The carriage ride from the station in Lucca to the old villa high in the hills required more than an hour, which passed quite pleasantly for the adults, who discussed archaeological excavations and the citrus known as bergamot, used to make orange water and other perfumes; but Indigo felt ill from the lurching vehicle on the narrow winding road, and she and Rainbow were greatly relieved when the coach stopped outside the golden yellow walls of the old villa.

As the professoressa said, the heat made the walled city unbearable in early August, but here in the hills they were cooled by the steady stream of cool air off the mountains. Though the professoressa was disappointed to learn their visit must be brief due to Edward’s business in Corsica, still there was ample time to show them the restoration of the gardens with her collection of Old European artifacts.

Their rooms had high ceilings richly adorned with frescoes of birds and flowers in lovely delicate colors. Indigo lay on the bed at once to study the painted figures of fluttering gray doves in blue clouds above cascades of white and pale pink roses. The windows were open wide to catch the cool breezes, and the professoressa ’s housekeeper showed Indigo how to tug, tug, tug on the long cords to lower or raise the window cover to keep out insects or the sunlight.

Indigo opened Rainbow’s travel cage and he climbed out to the cage top and flapped his wings. She scratched the top of his head and he ruffled his feathers with pleasure. She looked out the window at the driveway gently ascending the meadow edged with groves of great trees. If this were her place, she would have herds of cattle and sheep graze there.

She opened her valise and took out the green silk notebook with the names of the medicinal plants written in English and in Latin. She took the little pencil that belonged with the notebook and practiced copying the Latin names and the English names on a blank page: monkshood, wolfs-bane, aconite, Aconitum napellus . Aunt Bronwyn had pointed out how the topmost petal on the dark purplish blue flower spike was shaped just like a helmet or a monk’s hood. Indigo drew the long stem of petals, but she had difficulty drawing the top petal so it did not look too large in proportion to the other petals. Below the picture she copied its medicinal uses from Aunt Bronwyn’s list: anodyne, febrifuge, and diuretic. Hattie added these words to her spelling list, so Indigo wrote their definitions right beside them. “Anodyne” is Greek for “no pain”; “febrifuge” she remembered as “refuge from fever.” Hattie told her the English word “febrile” came from the Latin febris , for “fever”; “diuretic” was from the Greek for “urine.” Indigo studied the pencil lines of her sketch before she carefully erased the monkshood petal that was too large, and tried again.

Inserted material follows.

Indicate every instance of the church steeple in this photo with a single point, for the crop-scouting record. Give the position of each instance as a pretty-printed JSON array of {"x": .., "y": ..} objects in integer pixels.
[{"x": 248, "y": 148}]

Hattie and Edward’s room was down the hall. Indigo was amazed to see the big bed with a roof and side curtains on a raised platform. The curtains kept out the cold draughts in the winter, Hattie explained. With a roof like that, one could sleep outdoors in that bed. They laughed together, and Edward joined in. He was seated comfortably in the plump armchair with his shirtsleeve rolled up, soaking his injured hand in a basin of warm water.

The professoressa ’s house was full of good spirits; Indigo felt them at once. She could tell Laura was kind because her eyes did not shift away when she saw Indigo with the birdcage. Rainbow relaxed his grip and Indigo lifted him off her shoulder and set him gently on her lap, petting his head constantly until he allowed her to cradle him in her arms on his back like a baby. She watched his pale yellow eyes watch her anxiously as his body remained poised to spring away from trouble. She loved how he made her smile even when she was sad. She missed Sister and Mama; were they together now? Hattie was very kind to her but she missed her sister and mother so much.